The backdrop for this scene is the epic battle of Kursk, or Operation Citadel, when in the summer of 1943, German and Russian forces clashed in an epic struggle for supremacy. Each side throwing thousands of tanks and aircraft into battle as Tigers and T-34s engaged one another in swirling, mortal conflict. In historical terms the Battle of Kursk marked a turning point in the war, the initiative now turning to the favor of the Soviets.
Even in the grandest of all conflicts my preferred historical study rests with the personal narrative; the stories of triumph and hardship as experienced by the individual soldier. The smoke filled fury of the battle engulfs them taxing their strength and straining every sense. Rarely do these men realize the larger context of their mission as they have the more immediate concern of their own survival. Based upon historical narratives and photographs, this small vignette depicts an abandoned T-34 partially buried in the torn earth. It is to the viewer to decide whether the vehicle has become stuck in a tank trap or has blindly driven into a large crater.

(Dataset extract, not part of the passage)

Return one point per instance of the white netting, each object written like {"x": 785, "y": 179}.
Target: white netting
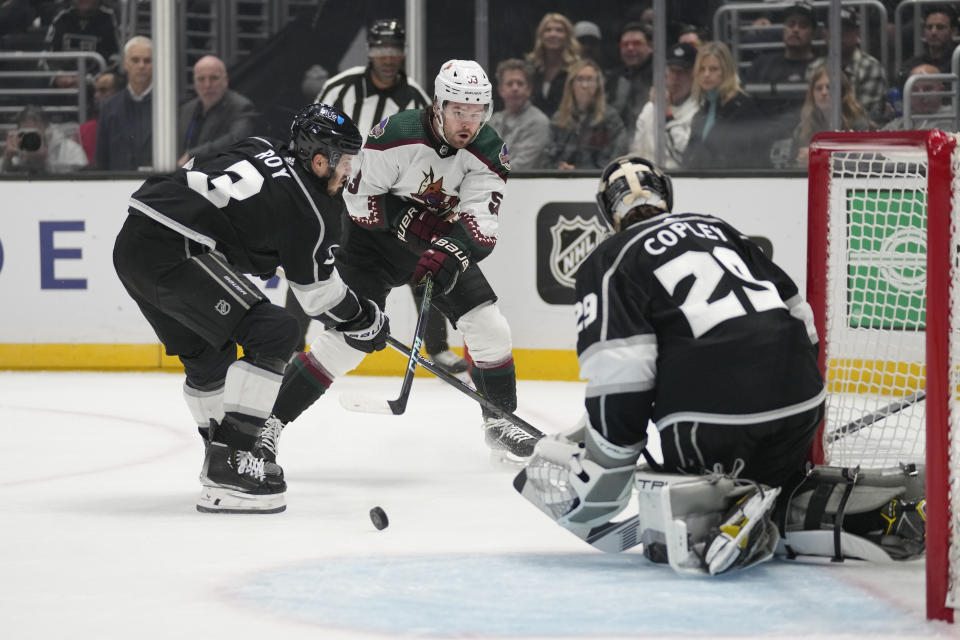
{"x": 954, "y": 386}
{"x": 876, "y": 276}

Some time ago,2007 to be exact, I was at the early stages of my attempt to break into the scale modeling industry. While although I had continually
built models since the age of 5, it was at about this time that I made a conscious decision to “get serious” about modeling. Not only did I want to up my game in terms of skills and presentation, but I had it as a goal to get an article published in a modeling magazine. As mentioned above, inspiration came from a photograph showing a T34 partially buried in a crater. The model of choice was the DML T34 STZ in 1/35 scale. I began the build in earnest, putting all my efforts into the details and stretching my skills along the way. Internet modeling, at this time, was relatively new with modeling forums springing-up allowing for the easy sharing of work and instant feedback. I became very active on the Planet Armor forums, with this T34 project being one of my first shares in the virtual world.
In my opinion the project came off good, matter of fact it remains one of my favorites. Obviously, it would be published soon and the rest, as they say, would be history. With the project complete I sent submissions to a couple of magazines, Military in Scale and Military Miniature in Review. Well, things didn’t go quite to planed as neither of the publications ran my article – nor even bothered to reply. Time to regroup! Oddly enough I wasn’t too discouraged. For me the hobby and the enjoyment I derived from it were the most important – the other stuff – being published, would only be the icing.

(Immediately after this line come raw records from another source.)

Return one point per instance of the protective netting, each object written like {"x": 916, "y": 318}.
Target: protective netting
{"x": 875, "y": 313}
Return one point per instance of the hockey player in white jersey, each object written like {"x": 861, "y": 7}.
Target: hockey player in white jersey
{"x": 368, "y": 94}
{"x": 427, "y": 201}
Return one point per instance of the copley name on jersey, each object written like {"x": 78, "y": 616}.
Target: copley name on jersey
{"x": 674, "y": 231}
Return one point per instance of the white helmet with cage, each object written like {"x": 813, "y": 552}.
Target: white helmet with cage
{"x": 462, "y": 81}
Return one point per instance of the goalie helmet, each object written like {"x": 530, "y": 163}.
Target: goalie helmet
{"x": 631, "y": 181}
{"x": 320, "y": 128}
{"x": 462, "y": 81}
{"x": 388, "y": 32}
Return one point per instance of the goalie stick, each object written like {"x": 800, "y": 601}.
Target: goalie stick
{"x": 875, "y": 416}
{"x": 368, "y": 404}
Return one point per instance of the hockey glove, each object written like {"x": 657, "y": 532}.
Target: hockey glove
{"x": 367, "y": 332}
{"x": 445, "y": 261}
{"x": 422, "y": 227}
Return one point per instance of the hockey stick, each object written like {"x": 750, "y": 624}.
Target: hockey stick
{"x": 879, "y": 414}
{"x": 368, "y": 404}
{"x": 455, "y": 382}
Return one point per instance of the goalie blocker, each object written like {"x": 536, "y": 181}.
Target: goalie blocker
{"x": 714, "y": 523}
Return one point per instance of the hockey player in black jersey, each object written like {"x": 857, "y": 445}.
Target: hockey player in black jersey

Fast forward to 2013, I am now the editor of The Weathering Magazine (funny how that worked out!) and we are working on content for the
upcoming Issue 6 – a combined issue with the theme of Vegetation and anniversary of the Battle of Kursk. “I will do a T34 with a Kursk theme” I quickly volunteered. Little did anyone suspect that I would be selfishly using this opportunity to revisit my past work. The buried in dirt T34 would finally see print, only this time as in 1/48th scale – and with a totally different mindset and expectation on my part.
Throughout the project I couldn’t help but compare and contrast the two projects – based upon the same photo yet my methods, techniques – and yes – my outcomes where quite different. Looking at my original build I feel the tension of trying so hard to make a “great” model. There is a tightness and precision to be felt and seen on my first piece. Not a bad thing, just different from how I tend to approach things now. Looking at the Revised piece you can clearly see the years of accumulated practice; the brush strokes are bolder, the colors are bolder, the weathering is bolder….it has a certain looseness about it. Some might even say a messiness!!

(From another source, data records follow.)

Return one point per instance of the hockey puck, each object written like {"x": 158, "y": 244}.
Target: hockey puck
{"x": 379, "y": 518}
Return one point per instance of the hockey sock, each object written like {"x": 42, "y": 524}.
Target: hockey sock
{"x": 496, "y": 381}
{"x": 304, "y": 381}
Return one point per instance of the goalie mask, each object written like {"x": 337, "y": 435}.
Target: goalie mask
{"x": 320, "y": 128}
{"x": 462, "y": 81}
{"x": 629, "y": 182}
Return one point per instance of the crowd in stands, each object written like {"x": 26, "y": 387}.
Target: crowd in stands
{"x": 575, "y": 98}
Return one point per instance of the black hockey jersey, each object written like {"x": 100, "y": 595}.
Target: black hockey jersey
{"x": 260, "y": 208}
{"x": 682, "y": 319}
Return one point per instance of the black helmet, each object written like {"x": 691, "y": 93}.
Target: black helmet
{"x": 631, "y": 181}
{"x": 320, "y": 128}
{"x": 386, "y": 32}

In the early years I made it a practice to study the works of others that I admired. Trying to figure out why I liked something; was it the colors used? The brushstrokes? Perhaps the products applied? I will admit that amongst my early infatuations the Spaniards played a huge part in my development. At times I would try to mimic their bold use of colors, light, brightness and artistic style. Looking at this particular piece – the revision – I think that these influences are clearly on display….perhaps more so than usual?
I do know that I am still trying to develop my own “style”. Some say that I already have it, that they can recognize my work before they seem my name attached. IF this is so, then I am truly flattered. In my mind I still have a long way to go. For instance – take a look at this project and then look at my recently completed Gvozdika project, you will notice a shift in style with the latter coming across as much more muted and “realistic” in finish vs. the artistic flair associated with the Spanish influence.
One of the other areas of “growth” is obviously the photography. Like it or not, if you are going to take this hobby into the public realm then you will need to have a little more than a basic understanding of photography. Although I have more or less “dialed in” my settings by now, I still spend a considerable amount of time fiddling about – trying to find that elusive sweet spot.
Finally – and this fact cannot be separated from how I now approach the hobby – is that now I am a part of the industry. First with MIG Productions, then with AK Interactive and now with AMMO of Mig Jimenez. Product placement, product testing, deadlines, tutorials, Facebook pages, blog updates, magazine content, etc…..all of these factors influence my time allocated and how any particular project my be approached.
And now back to the the T34. It was my little secret, the fact that I was able to revisit one of my hidden favorites and bring the idea to the printed page was too good to pass up. As you glance across the accompanying photos know that I had a good time revisiting an old theme. Both of these piece now sit side-by-side in my model case, neither better than the other – just different – each with its own personality.